Sound Shapes: Make the Music as you Make the Game
/I love videogames and music. There are only a handful of games that I’ve played that have successfully married the two into a cohesive, musically interactive experience. This is a top pick. The first time I played Sound Shapes by Queasy Games, I was blown away by its presentation and extremely novel approach to music interactivity that exists as a central facet to gameplay and the wonderful community.
In Sound Shapes, players take the role of a little round ball, the center of a record that rests at the end of a level. The game is essentially a simple platformer, tasking players with moving the little ball around, jumping through the environment and dodging obstacles. The little ball can even stick to certain-colored walls and objects to climb around hazards and navigate vertical terrain. Players can disable the stickiness for more speed to vault over larger expanses or avoid faster obstacles. Levels are separated into different frames that players navigate one at a time, similar to the old Megaman games. While traversing, players collect disc-like objects placed about the levels. The discs add sound effects like sampled instruments and melodies to the soundtrack, essentially building the music of a level as the player collects the discs. Enemies and obstacles in the environment typically add their own rhythmic and melodic sound effects as well. The result is an experience motivated by completing the musical piece as much as possible, and hearing all the sounds come together is a fantastic experience. The game comes with a set of levels created by Queasy Games, separated into albums with various artists and musicians featured (such as I am Robot and Proud and Beck).
That concept was great enough, and Queasy Games also included a terrific content creator, allowing users to create levels from scratch. All the enemies, obstacles, objects, decorations, and musical sounds in the main set of levels are available for use. Sound effects range from sampled banjo riffs, plenty of synthetic waves and 8-bit bleeps, and heavy bass and snare sounds for the construction of all sorts of musical pieces. By navigating simple menus, users can choose objects and sounds, set color palettes, and even change tempo and whether a level uses a major, minor, pentatonic, or chromatic scale (which can also be transposed up and down). Users design each level a frame at a time, and any sound effects placed in one frame will continue up to three frames away. This sets up opportunities to construct song forms across a level. The sound disks are placed according to a grid; pitch and rhythmic sounds change according to how high or low a disk is placed. A column of light travels across each panel to act as a metronome, so it’s easy to tell where in the piece you are. Custom-made levels can be uploaded to the community so that others may play and rate it. Searching for levels is easy, with search categories that separate levels into shorter or longer adventures or rating. It was a breeze for me to find custom levels that I would like.

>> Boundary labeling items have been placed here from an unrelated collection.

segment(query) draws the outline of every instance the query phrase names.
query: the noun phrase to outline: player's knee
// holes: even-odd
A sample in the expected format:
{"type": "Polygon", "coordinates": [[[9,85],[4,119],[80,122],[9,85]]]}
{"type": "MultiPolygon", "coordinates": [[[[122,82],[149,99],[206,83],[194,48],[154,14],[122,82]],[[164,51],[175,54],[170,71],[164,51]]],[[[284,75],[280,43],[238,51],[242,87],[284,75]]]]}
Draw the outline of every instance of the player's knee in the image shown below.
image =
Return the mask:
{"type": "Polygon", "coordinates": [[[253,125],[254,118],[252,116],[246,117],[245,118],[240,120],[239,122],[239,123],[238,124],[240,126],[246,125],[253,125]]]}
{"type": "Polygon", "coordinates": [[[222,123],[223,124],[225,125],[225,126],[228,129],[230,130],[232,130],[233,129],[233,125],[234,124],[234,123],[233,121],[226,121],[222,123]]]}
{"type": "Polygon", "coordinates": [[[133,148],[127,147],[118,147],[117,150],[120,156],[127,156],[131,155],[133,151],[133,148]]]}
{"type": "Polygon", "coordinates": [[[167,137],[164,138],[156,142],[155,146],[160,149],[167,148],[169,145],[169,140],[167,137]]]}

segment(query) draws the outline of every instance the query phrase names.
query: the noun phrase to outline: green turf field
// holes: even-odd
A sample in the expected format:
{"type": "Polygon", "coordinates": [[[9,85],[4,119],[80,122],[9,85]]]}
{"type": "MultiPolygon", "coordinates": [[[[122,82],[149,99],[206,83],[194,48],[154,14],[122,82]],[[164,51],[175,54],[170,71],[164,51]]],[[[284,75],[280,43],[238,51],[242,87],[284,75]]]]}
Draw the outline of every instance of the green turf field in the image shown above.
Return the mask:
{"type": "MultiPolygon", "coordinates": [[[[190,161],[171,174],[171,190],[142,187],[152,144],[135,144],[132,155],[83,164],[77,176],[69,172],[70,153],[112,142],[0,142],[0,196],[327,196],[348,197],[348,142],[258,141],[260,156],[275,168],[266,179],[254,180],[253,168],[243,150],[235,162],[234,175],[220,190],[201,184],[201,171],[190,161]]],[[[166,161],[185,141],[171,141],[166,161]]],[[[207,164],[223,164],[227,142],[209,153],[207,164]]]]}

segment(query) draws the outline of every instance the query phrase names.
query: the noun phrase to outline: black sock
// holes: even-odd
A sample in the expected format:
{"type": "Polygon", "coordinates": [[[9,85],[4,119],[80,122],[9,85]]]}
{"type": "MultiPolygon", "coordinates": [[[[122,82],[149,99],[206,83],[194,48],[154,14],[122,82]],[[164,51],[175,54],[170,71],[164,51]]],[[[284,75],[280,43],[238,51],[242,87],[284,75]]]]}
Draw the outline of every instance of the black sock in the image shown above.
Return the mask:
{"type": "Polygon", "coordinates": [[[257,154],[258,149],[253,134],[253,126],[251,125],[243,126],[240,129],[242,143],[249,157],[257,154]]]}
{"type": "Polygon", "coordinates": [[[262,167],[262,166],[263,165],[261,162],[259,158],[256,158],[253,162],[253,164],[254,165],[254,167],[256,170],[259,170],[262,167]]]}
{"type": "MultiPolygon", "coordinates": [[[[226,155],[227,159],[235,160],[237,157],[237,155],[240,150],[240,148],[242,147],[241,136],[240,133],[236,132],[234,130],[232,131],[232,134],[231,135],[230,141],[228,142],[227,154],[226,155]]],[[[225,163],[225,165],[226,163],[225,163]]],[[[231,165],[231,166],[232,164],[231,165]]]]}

Bottom Line: Sound Shapes is a fantastic game for people that love creating content and sharing it in a community, especially if these people love music. The gameplay itself is simple and easy to approach, and it is pretty easy to create some grueling levels by fiddling around with enemy and obstacle placement. I highly recommend the game to everyone interested in a unique experience with artistic flair.
Additional philosophical note: Sound Shapes creates a very stimulating situation. Music and game design work cohesively at the level of the community. In order to create a level, one must create a piece of music, and what they constitute goes hand in hand. As a user designs a level, the physical attributes of the environment itself must be considered as musical cues are also limited by this. Building a music track is simultaneously limited by the game’s physical environment. Ergo, one can approach building a level from either direction if there is a specific plan, or work on both elements simultaneously. It’s a chicken or the egg dilemma; what came first, the level design or the music? In my own creations, I found that I was more motivated to create a piece of music in a far-off panel, and then experiment with level layouts to bring that music in. It’s challenging, but I love how the music directly interacts with the game design when constructing a level, and there’s no other game that I've experienced that offers this.